Another exciting project? Check.
Another, I didn’t know what to expect? Check.
Changing your delivery to suit a young and hurting audience? Reality check.
Welcome to the world of youth detention. A detention that outwardly shows our indigenous youth in crisis.
After my first day, I questioned myself, how I was in a place with a massive indigenous attendance that is far greater then the percentage of indigenous people combined in one state? If that’s not an eye opener, then you my friend are not welcome with your blindness.
This puts the spotlight on an issue that compliments a range of so many man made disasters. It’s been said, Man will ruin man. And I got to see it first hand.
I was asked to collaborate with a graffiti artist named James from Metagraphics, and deliver a few workshops with kids that were either being rewarded for their behaviour, or had an interest in what we were doing. This panned out over 6 weeks, with a small number of students being swapped out for a range of issues.
I felt it was important for these kids to be able to share their hopes and pains, and that required us to earn their trust. This by no means was an easy feat. It meant that both of james and I had to be structured, but flexible in what we said and how we worked together. To get through the barrier we had to prove that we were likeable and trustworthy operators.

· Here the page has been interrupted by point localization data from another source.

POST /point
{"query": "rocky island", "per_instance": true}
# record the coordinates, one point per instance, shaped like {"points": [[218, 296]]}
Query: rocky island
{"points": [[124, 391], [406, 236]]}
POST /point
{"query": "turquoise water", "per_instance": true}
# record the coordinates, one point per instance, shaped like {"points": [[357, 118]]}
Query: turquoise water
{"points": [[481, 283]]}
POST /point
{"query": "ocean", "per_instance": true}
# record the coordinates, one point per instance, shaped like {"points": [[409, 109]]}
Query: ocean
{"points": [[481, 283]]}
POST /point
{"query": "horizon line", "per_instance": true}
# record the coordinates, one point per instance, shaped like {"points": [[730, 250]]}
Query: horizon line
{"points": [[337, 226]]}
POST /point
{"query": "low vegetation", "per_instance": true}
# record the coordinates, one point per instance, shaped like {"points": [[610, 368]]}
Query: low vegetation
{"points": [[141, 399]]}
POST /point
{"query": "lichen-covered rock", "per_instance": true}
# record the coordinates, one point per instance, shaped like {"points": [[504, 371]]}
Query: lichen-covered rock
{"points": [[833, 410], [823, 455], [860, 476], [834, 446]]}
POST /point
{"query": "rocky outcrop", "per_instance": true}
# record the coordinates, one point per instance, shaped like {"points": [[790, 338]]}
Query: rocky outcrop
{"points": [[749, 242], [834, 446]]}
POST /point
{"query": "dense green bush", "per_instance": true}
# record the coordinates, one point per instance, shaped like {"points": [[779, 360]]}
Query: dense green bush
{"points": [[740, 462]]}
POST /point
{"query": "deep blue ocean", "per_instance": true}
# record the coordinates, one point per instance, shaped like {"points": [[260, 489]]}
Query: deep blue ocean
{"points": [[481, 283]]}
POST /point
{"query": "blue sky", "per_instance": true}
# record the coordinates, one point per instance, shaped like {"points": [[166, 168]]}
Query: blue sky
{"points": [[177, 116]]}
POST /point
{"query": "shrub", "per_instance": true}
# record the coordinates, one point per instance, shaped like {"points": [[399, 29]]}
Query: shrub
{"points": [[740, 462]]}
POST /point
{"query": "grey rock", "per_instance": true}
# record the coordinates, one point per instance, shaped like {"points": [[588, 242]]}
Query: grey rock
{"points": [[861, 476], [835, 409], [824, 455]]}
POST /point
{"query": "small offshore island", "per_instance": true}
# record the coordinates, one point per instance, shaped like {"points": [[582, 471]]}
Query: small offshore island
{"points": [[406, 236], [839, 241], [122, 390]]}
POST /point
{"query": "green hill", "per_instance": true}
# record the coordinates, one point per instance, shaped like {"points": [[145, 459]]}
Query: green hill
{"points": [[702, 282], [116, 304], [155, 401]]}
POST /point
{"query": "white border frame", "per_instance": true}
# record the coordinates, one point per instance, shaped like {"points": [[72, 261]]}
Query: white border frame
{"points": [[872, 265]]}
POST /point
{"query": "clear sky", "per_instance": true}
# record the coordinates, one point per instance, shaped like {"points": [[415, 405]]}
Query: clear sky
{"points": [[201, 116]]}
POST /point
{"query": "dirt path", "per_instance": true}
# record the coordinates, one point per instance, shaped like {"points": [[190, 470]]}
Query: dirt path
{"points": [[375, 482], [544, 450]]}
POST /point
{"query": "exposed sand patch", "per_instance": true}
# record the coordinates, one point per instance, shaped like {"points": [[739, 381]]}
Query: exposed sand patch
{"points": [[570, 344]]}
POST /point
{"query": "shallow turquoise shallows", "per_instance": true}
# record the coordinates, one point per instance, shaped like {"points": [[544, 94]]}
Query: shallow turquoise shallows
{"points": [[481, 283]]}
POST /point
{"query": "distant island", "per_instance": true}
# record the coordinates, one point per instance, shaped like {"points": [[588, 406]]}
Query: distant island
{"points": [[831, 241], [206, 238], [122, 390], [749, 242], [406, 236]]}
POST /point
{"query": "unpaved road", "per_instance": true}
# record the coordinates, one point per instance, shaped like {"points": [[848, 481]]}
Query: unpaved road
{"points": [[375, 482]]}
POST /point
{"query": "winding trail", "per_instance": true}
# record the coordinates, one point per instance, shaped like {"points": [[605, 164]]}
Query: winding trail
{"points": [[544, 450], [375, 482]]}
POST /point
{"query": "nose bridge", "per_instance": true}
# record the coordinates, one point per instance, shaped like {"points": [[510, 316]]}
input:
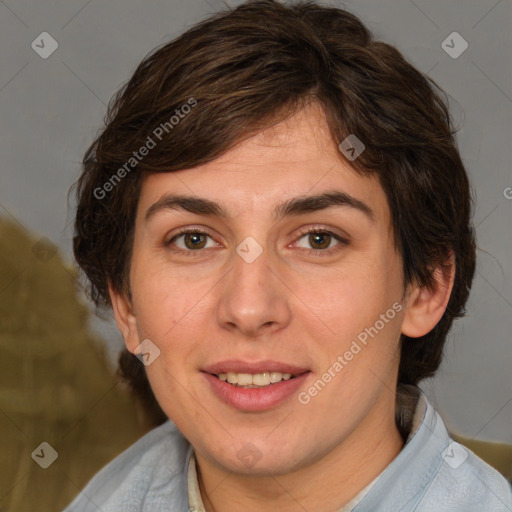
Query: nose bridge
{"points": [[253, 299]]}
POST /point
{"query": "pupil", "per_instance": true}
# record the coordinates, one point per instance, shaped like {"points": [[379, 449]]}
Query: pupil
{"points": [[322, 240], [195, 240]]}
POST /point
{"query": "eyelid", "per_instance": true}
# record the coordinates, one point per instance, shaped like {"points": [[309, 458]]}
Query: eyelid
{"points": [[342, 239]]}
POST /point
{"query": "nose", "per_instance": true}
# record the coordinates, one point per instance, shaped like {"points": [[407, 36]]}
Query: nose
{"points": [[253, 300]]}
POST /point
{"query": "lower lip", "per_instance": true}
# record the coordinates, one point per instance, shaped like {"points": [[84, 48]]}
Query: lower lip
{"points": [[255, 399]]}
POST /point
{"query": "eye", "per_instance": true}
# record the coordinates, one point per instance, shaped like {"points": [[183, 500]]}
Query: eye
{"points": [[320, 241], [192, 240]]}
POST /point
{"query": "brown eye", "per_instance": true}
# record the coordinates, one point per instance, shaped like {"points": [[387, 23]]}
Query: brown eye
{"points": [[194, 240], [320, 240]]}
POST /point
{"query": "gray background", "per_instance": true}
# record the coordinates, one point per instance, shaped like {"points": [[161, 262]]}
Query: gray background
{"points": [[51, 109]]}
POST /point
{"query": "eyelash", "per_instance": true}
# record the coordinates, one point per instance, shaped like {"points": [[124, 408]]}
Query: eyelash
{"points": [[312, 252]]}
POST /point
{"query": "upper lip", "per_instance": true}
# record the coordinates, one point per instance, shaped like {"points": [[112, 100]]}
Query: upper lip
{"points": [[237, 366]]}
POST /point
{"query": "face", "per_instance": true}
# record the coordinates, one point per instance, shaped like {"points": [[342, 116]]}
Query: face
{"points": [[255, 281]]}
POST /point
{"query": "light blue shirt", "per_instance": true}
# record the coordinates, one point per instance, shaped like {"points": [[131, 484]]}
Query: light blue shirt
{"points": [[432, 473]]}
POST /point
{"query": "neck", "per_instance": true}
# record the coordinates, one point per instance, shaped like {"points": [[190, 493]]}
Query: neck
{"points": [[332, 481]]}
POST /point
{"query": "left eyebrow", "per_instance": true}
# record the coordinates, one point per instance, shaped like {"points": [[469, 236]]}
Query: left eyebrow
{"points": [[295, 206]]}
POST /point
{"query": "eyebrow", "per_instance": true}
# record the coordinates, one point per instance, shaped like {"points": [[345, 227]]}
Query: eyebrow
{"points": [[294, 206]]}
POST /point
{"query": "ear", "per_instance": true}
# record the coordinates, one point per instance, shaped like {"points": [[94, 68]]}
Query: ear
{"points": [[425, 307], [125, 318]]}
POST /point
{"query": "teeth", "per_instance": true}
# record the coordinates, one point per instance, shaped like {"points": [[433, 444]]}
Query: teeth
{"points": [[248, 380]]}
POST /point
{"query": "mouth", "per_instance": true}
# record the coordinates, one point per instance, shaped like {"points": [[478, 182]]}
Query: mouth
{"points": [[255, 386], [256, 380]]}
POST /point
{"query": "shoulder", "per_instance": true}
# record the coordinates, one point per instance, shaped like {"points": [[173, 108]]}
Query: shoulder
{"points": [[465, 482], [150, 475], [460, 480]]}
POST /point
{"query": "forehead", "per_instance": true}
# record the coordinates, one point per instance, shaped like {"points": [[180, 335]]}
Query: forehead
{"points": [[295, 157]]}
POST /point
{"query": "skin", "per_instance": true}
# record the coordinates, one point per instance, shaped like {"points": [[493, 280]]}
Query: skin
{"points": [[201, 306]]}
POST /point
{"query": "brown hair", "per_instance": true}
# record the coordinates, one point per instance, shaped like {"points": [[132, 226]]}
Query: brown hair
{"points": [[251, 67]]}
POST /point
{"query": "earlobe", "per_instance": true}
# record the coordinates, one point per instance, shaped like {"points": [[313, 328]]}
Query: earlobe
{"points": [[425, 306], [125, 318]]}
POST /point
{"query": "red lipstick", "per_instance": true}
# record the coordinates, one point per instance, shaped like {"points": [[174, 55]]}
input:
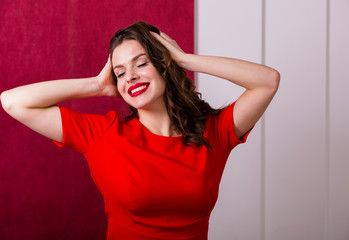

Two examples stand out to me. I think it was the first lesson of the second week that we challenged the kids to create stories with the use indigenous symbols. For some I started to see glimpse of hope through tragedy, for others I saw pain masked with a tough exterior. But during the discussion, there was more pain and disinterest shown in the questions that we were asking. On a dime, I turned and made a quick decision to shift focus into graffiti and look at emerging styles and the artists behind them. This was a complete change of direction but it allowed us to build on the idea that they are more than able to be just as good as the artists they were watching. If they challenged their perception of the world and dedicated their lives to honing their unbelievable talents, life as they knew it, could change.
The second experience hit me harder than I first thought. It was a discussion about vision. If we could change anything on this wide and vast planet, what would it be? Many responded with broad statements around the idea of more love and peace which was great. They had shown us that they were united in wanting a better life for themselves and others.
One indigenous girl was emotional before she answered and was trying extremely hard to hide it. She came out with “I want to change how white fellas look at us people. Not the good white fellas but the other ones.” The harsh reality of that statement floored both James and I. How do you respond to that? Sugarcoat it and say everything is going to be ok? Tell her that there’s more good white fellas than the bad ones? Tell them to stand tall, while they hold their shattered hearts in their hands? This problem is way bigger than all of us. That girl never came back to another class again.
I guess there are broken people everywhere. As much as I want to fix it, I can’t. I learnt this very early in starting my path, working at a local primary school. This comes down to me. What can I do as just one person? Set the example, and rise above the negativity and create positive memories. If one child, just one, comes to me in a few years and said “Mr Sarra thank you for believing in me when I couldn’t, look at what I’m doing now.” my job is done.
The mural we all participated in was a collection of the children’s stories and what was important to them. I’d like to again thank James Alley for the collaboration, and to the staff at the Wacol Youth Detention Centre for hosting us. You guys do an incredible job under trialling circumstances.